I have the exact same problem on LXD 5.10 compiled from source.
The debug option is activated, and I have a log file of 1.9Go, are you still interested in these logs to be able to understand/debug this problem?

tomp · March 17, 2023, 9:59am

Yes that would be useful to see how it got into that state.

Do you have the commands you ran too?

kay0u · March 17, 2023, 11:58am

Here is a link to the log file. The first occurrence of the message appears on line 2296594 (yes, it is a very large file because the error does not appear very quickly)

time="2023-03-07T08:27:46Z" level=debug msg="Instance operation lock finished" action=restore err="In use" instance=ynh-appci-bullseye-amd64-stable-test-6 project=default reusable=false

For context, we use LXD in an internal CI/CD, which runs application installations and tries different actions on them before restoring the container to run others.

The error occurs after stopping a container with lxc stop $container, and running lxc restore $container snap0 (in this case “ynh-appci-bullseye-amd64-stable-test-6”).

We have had this error for quite a few versions already, and indeed a reload of the LXD service can fix the error, but if we can help to find a solution it is even better.

tomp · April 27, 2023, 8:54am

What storage driver is the instance on? It sounds like restoring from the snapshot is taking a long time.

kay0u · April 28, 2023, 9:04am

We are using dir

tomp · April 28, 2023, 9:16am

On dir driver doing snapshot restores can take a long time.

This PR may help in this situation, by keeping the operation lock held until its finished:

github.com/lxc/lxd

Instance: Remove automatic timeout concept from operation locks

lxc:master ← tomponline:tp-operationlock-timeouts

opened 08:06AM - 28 Apr 23 UTC

tomponline

+38 -120

Operation locks have previously had an automatic timeout of 30s.
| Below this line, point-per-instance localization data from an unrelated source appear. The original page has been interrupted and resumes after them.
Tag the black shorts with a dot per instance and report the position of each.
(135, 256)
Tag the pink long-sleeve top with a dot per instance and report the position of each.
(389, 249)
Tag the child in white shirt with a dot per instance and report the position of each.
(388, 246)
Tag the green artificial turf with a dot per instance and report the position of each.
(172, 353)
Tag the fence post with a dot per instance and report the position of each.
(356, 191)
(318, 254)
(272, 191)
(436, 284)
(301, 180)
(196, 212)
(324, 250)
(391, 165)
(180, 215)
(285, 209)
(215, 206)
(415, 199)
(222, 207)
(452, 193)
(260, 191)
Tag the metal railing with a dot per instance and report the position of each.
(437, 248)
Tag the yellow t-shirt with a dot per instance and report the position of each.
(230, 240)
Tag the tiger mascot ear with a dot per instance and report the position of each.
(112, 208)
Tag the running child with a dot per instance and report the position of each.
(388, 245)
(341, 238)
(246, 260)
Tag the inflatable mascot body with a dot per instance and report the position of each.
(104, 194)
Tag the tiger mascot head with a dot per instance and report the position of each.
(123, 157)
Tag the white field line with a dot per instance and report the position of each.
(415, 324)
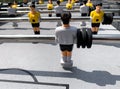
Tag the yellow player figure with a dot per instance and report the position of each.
(96, 18)
(34, 18)
(50, 7)
(89, 4)
(69, 5)
(14, 4)
(41, 1)
(61, 0)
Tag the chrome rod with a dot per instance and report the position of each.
(47, 19)
(52, 11)
(51, 38)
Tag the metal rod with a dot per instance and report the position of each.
(46, 19)
(52, 11)
(41, 7)
(51, 38)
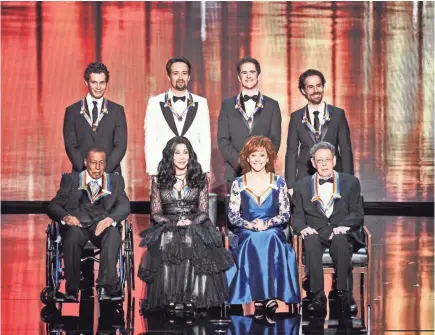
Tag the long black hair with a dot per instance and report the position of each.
(166, 170)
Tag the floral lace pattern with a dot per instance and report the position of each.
(165, 197)
(235, 210)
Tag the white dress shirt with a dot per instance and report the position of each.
(100, 183)
(90, 101)
(179, 107)
(321, 110)
(89, 179)
(325, 193)
(250, 104)
(158, 133)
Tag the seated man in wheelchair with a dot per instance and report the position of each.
(89, 205)
(328, 213)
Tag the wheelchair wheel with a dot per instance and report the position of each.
(47, 295)
(128, 273)
(49, 314)
(49, 255)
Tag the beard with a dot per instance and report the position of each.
(315, 100)
(180, 86)
(250, 85)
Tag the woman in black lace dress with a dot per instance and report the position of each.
(186, 260)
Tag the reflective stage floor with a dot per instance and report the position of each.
(401, 291)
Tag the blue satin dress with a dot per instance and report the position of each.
(265, 264)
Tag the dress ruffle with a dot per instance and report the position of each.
(205, 251)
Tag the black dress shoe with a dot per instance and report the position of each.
(271, 306)
(348, 302)
(170, 309)
(318, 304)
(103, 294)
(71, 296)
(189, 308)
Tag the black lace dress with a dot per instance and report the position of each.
(183, 264)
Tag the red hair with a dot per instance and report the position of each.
(253, 144)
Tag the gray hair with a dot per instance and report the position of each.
(322, 145)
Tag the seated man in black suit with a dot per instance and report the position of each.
(89, 205)
(328, 213)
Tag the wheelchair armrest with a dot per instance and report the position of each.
(367, 240)
(225, 239)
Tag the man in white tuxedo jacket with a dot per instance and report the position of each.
(177, 112)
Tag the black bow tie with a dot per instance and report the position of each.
(329, 180)
(174, 98)
(253, 98)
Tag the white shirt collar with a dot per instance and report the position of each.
(90, 99)
(89, 178)
(321, 110)
(171, 94)
(244, 93)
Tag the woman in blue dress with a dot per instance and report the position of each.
(258, 211)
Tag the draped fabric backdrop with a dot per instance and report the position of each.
(377, 57)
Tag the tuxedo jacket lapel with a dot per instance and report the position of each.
(256, 117)
(190, 116)
(169, 117)
(327, 121)
(85, 110)
(304, 121)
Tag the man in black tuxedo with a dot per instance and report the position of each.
(328, 213)
(317, 121)
(89, 205)
(95, 122)
(247, 114)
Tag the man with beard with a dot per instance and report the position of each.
(314, 123)
(247, 114)
(95, 122)
(177, 112)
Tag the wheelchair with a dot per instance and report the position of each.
(54, 272)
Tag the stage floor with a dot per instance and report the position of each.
(402, 288)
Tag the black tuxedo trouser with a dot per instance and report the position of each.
(340, 249)
(74, 240)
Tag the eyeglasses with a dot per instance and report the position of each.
(323, 161)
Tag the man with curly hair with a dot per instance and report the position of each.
(315, 122)
(177, 112)
(95, 121)
(247, 114)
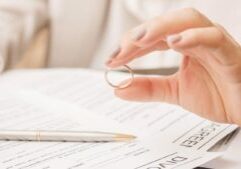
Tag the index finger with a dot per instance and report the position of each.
(156, 30)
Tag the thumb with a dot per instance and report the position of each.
(151, 89)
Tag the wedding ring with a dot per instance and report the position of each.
(120, 86)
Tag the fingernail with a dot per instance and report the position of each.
(138, 33)
(113, 55)
(108, 62)
(174, 38)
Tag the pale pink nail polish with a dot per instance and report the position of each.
(138, 33)
(174, 38)
(115, 53)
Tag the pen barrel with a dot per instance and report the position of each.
(58, 136)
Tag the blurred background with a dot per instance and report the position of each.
(83, 33)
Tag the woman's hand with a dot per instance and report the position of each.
(208, 82)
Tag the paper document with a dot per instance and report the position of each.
(168, 136)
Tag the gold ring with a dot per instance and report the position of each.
(120, 86)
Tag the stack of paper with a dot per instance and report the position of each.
(168, 136)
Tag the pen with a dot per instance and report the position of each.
(68, 136)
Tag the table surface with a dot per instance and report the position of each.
(231, 159)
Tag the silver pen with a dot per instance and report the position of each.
(68, 136)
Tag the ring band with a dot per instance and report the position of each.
(121, 86)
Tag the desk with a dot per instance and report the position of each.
(231, 158)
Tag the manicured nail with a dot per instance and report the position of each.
(174, 38)
(108, 62)
(115, 53)
(113, 56)
(138, 33)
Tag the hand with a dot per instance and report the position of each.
(208, 82)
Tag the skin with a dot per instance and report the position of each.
(208, 81)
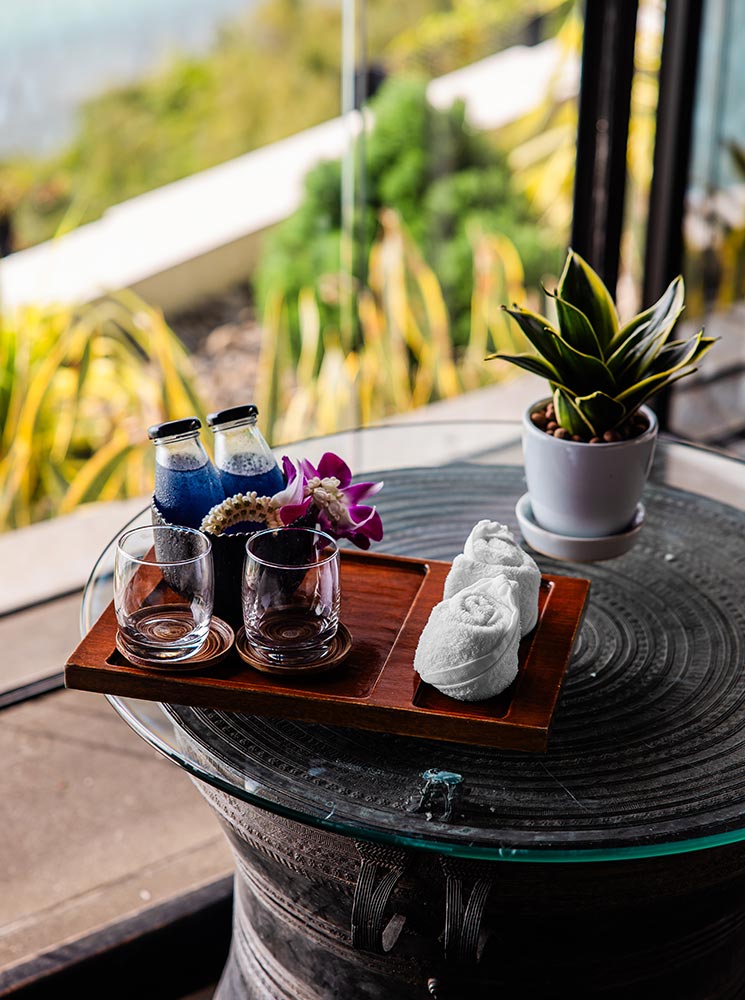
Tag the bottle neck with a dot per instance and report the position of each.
(184, 451)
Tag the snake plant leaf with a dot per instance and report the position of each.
(583, 288)
(582, 373)
(539, 332)
(638, 394)
(640, 341)
(678, 353)
(678, 359)
(576, 328)
(600, 412)
(530, 363)
(568, 415)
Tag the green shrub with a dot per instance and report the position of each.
(446, 182)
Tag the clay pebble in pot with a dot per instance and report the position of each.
(490, 551)
(468, 648)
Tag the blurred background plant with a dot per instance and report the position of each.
(78, 390)
(198, 111)
(441, 176)
(405, 356)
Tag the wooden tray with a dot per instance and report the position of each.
(386, 601)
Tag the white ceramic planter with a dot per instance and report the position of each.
(585, 490)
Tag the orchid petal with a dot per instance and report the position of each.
(292, 512)
(331, 465)
(358, 491)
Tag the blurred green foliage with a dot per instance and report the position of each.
(78, 387)
(447, 182)
(271, 73)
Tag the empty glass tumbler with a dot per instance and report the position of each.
(163, 592)
(291, 594)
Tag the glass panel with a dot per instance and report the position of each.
(456, 187)
(711, 406)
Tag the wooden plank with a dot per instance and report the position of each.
(386, 602)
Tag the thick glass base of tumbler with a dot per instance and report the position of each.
(165, 632)
(288, 636)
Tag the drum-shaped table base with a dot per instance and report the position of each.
(320, 916)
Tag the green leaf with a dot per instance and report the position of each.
(601, 412)
(682, 352)
(583, 288)
(582, 373)
(576, 329)
(640, 393)
(530, 362)
(639, 341)
(538, 330)
(567, 414)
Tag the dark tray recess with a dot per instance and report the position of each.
(386, 601)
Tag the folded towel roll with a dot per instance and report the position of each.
(490, 551)
(468, 648)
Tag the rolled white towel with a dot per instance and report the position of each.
(490, 550)
(468, 648)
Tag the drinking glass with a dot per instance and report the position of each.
(291, 594)
(163, 591)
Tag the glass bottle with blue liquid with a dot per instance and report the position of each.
(187, 484)
(243, 458)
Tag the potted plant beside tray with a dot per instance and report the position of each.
(588, 447)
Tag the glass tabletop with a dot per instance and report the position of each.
(646, 752)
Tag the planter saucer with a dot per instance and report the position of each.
(571, 548)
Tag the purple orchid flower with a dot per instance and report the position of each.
(328, 488)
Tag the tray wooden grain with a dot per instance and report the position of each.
(386, 602)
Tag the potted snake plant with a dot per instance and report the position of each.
(588, 447)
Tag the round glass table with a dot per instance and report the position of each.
(344, 848)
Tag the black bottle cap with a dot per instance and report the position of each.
(171, 427)
(232, 413)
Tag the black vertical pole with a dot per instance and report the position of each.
(605, 100)
(664, 250)
(663, 258)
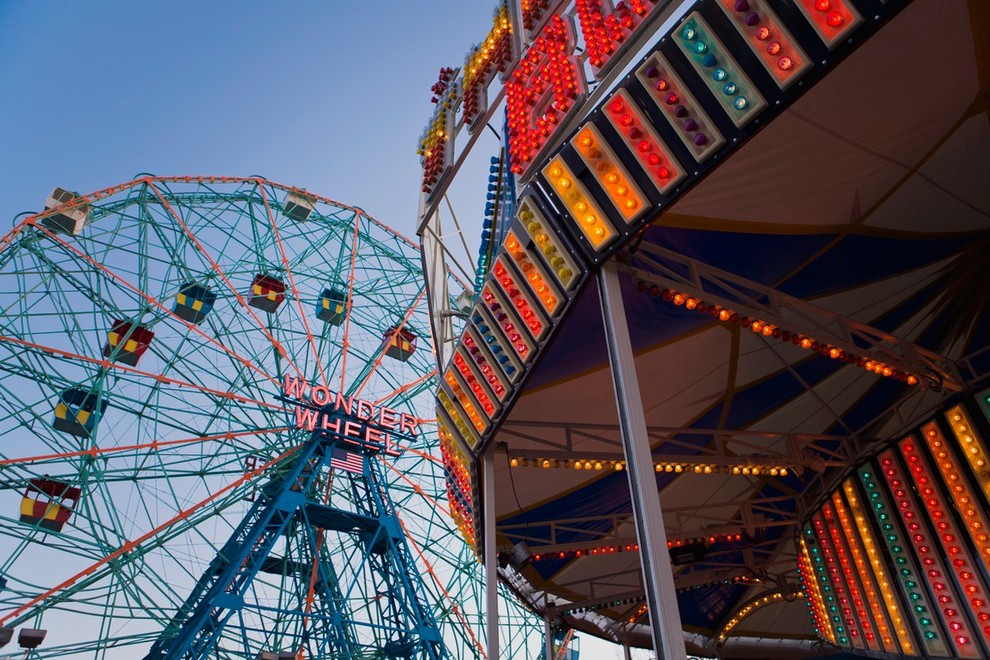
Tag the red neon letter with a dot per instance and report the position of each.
(543, 88)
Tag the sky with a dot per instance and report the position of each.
(330, 96)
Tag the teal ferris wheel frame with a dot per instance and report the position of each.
(144, 333)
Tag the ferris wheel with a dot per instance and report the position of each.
(216, 438)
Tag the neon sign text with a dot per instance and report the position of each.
(356, 421)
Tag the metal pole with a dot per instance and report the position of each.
(547, 638)
(658, 578)
(491, 561)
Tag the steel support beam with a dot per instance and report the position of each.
(756, 300)
(491, 558)
(658, 578)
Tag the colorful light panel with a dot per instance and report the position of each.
(919, 601)
(493, 55)
(534, 275)
(972, 445)
(816, 603)
(610, 174)
(926, 549)
(478, 385)
(885, 585)
(459, 421)
(724, 77)
(833, 20)
(605, 29)
(642, 140)
(555, 253)
(519, 297)
(769, 39)
(691, 123)
(462, 394)
(829, 595)
(960, 560)
(965, 502)
(584, 210)
(460, 479)
(507, 322)
(548, 81)
(843, 581)
(490, 368)
(493, 339)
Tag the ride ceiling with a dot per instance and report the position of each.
(868, 200)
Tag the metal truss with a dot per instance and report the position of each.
(669, 269)
(723, 447)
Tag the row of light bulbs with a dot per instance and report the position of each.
(659, 466)
(749, 608)
(771, 330)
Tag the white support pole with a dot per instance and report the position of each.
(491, 560)
(658, 578)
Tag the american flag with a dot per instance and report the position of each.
(345, 460)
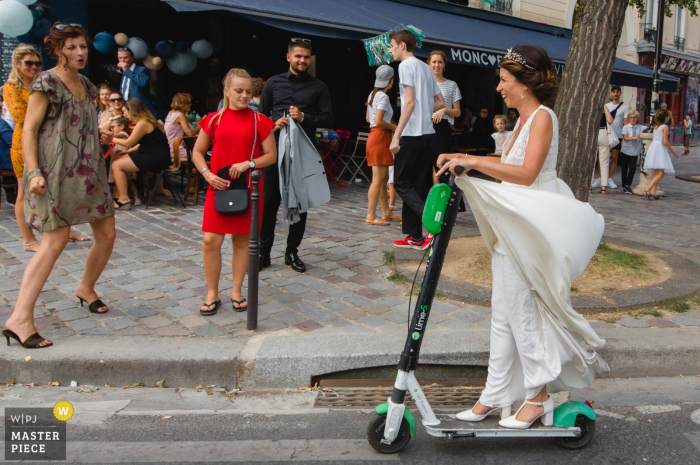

However many… of the tasks that used operation locks take an indeterminate amount of time, and so it required the task to periodically reset the operation lock so that it didn't lapse, because if it did, then it would open the door for conflicting tasks to be started whilst the original task was ongoing (which was the purpose of the lock to prevent this). Most of the instance tasks that use locks are dependent on external factors (such as system load, image size and I/O performance) which varies the time they take, so the automatic timeout concept was not helpful, and in some cases damaging. Rather than requiring tasks to keep resetting the lock timeout for an operation that takes an unknown amount of time, this PR removes the automatic timeout concept and instead requires the task to manage its own timeout (if appropriate) which will include cleaning up any ongoing commands and cancelling the operation lock. If a task can get stuck indefinitely then that should be considered a bug in the task rather than in the operation lock itself. Fixes #11501

kay0u · April 28, 2023, 3:32pm

Thank you for your time. I will wait for this PR to get merged, and I will come back if I still have the problem.